The neighborhood Starbucks workspace
of James Scott Bell, award-winning
suspense author and #1 bestselling
writing coach. 
   Nor is this trend exclusive to writers of a bygone age.
   Southern-California novelist James Scott Bell (the same James Scott Bell who wrote Plot and Structure, one of my favorite writing books) has a nice, modern, well-appointed office, but when he is working on his fiction, often as not he does what novelists have done for a century or more: he writes in a coffeehouse. 
   In Jim's case, that coffeehouse is his neighborhood Starbucks, a place he frequents with such regularity that he always sits at the same table near the window (perfect for people-watching), and the staff and he are on a first-name basis.
When New York Times bestselling
author Terri Blackstock needs
fresh air and quiet, she prefers
to write in her car.
   Other writers have less conventional places of refuge. Terri Blackstock has written something like 43 books in just the past two decades, including her newest thriller, Distortion, released just last month. Altogether, that adds up to literally millions of copies in print, and in her home she no doubt has an office worthy of a writer of that stature. But when she wants to escape household distractions and write in the quiet and the fresh air, she often moves out to the driveway and works from the front seat of her car.

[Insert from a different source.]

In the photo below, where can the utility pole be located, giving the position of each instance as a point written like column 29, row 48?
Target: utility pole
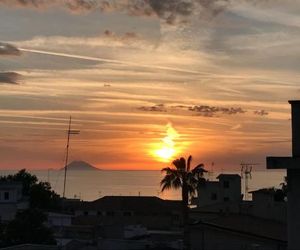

   As for me, when I lived in Michigan, I had an office that took up nearly the entirety of the basement of our old farmhouse. At one end was a fireplace, flanked by bookshelves, with a leather sofa and a matching loveseat facing it. At the other was my writing nook, which contained my computer, my office chair and more bookshelves. In between was a daybed, perfect for catnaps when I was on deadline.
   That was great during the winter, when the wind was howling and snow and sleet were rattling against the windows. But when the weather warmed and the sun was out, I so resented being cooped up that one Saturday morning I drove the pickup to Home Depot, filled up the bed with lumber, screws and concrete mix, and brought it home to build a deck under our willow tree, creating an airy, green-walled grotto in which to work.
The wicker chair on our lanai
where I've written most of my
recent work; note the day bed
and squeaky toys for Tinsel,
my editorial assistant.
   These days, in Florida, I have an office with multiple computer screens and a desk chair so ergonomic that, every time I sit in it, I feel as if I am about to have my teeth cleaned. 
   Now, I do use that office; I use it for writing some of my nonfiction, for doing my taxes, for marking galley proofs, and other clerical stuff. 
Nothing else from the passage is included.